Risk of allergies in kids is increased by phthalates
Researchers say that phthalates increase the risk of kids getting allergies.
Phthalates are chemicals which are used in plastics as plasticizers. The risk of allergies in kids has been observed to be increased by exposure to phthalates.
Allergies are terribly disturbing. A good natural way to treat allergies is with probiotics. Simply being exposed to pets may lower the risk of allergies to begin with. It may also help to try to avoid phthalates.
When there is heavy exposure to phthalates during pregnancy and breastfeeding there may be epigenetic modifications in kids
The Helmholtz Centre For Environmental Research - UFZ reports that it has been demonstrated that when there is heavy exposure to phthalates during pregnancy and breastfeeding there may be epigenetic modifications in kids.
Risk of allergies in children is significantly increased by exposure to phthalates
The risk of allergies in children is significantly increased by exposure to phthalates. In our daily lives we come into contact with many plastics which contain plasticizers. Plasticizers, which include phthalates, are used in the processing of plastics to make these products more flexible.
Phthalates can invade our bodies via the skin, foodstuffs or even respiration
Our bodies can be invaded with phthalates via the skin, foodstuffs or even respiration. UFZ environmental immunologist Dr Tobias Polte sayss it has become well known that our hormone system is affected by phthalates. This can result in a negative effect on our metabolism or fertility. This new study shows that phthalates may also interfere with the immune system and can increase the risk of developing allergies significantly.

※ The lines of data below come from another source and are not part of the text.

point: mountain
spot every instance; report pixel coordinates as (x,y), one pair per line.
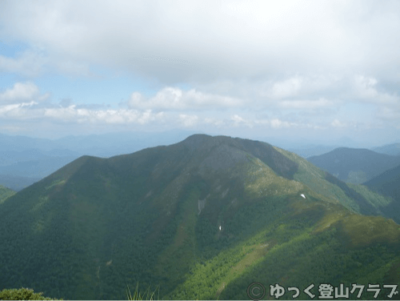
(202,219)
(388,184)
(354,165)
(25,160)
(5,193)
(389,149)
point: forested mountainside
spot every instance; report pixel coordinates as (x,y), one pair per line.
(201,219)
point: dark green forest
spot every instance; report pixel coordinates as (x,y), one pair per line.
(198,220)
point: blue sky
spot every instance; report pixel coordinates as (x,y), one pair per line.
(316,71)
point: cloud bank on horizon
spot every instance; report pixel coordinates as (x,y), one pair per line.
(304,69)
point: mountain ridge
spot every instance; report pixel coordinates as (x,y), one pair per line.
(200,218)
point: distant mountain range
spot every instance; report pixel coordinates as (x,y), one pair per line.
(390,149)
(202,219)
(25,160)
(355,165)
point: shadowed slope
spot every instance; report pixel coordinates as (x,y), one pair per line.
(200,218)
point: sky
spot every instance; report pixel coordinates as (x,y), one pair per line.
(317,70)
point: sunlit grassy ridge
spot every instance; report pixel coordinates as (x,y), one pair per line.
(201,219)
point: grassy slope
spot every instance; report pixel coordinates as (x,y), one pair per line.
(98,225)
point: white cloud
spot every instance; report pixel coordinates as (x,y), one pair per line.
(239,39)
(108,116)
(21,92)
(29,63)
(306,104)
(175,99)
(188,120)
(338,124)
(366,89)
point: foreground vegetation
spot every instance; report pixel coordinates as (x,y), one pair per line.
(202,220)
(25,294)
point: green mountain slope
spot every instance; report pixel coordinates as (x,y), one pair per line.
(5,193)
(354,165)
(388,184)
(201,219)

In the study the urine of pregnant women was studied for the presence of metabolites of phthalates. It was observed that there was a relationship found between increased concentrations of the metabolite of benzylbutylphthalate (BBP) in the urine of the mothers and the presence of allergic asthma in their kids, according to Dr Irina Lehmann, who has headed the study.
This study has been published in the Journal of Allergy and Clinical Immunology. It has been demonstrated in this study that maternal exposure to phthalates is a risk factor for the development of asthma in subsequent generations. It seems wise for women planning to conceive and for pregnant and breastfeeding mothers to attempt to avoid exposure to phthalates.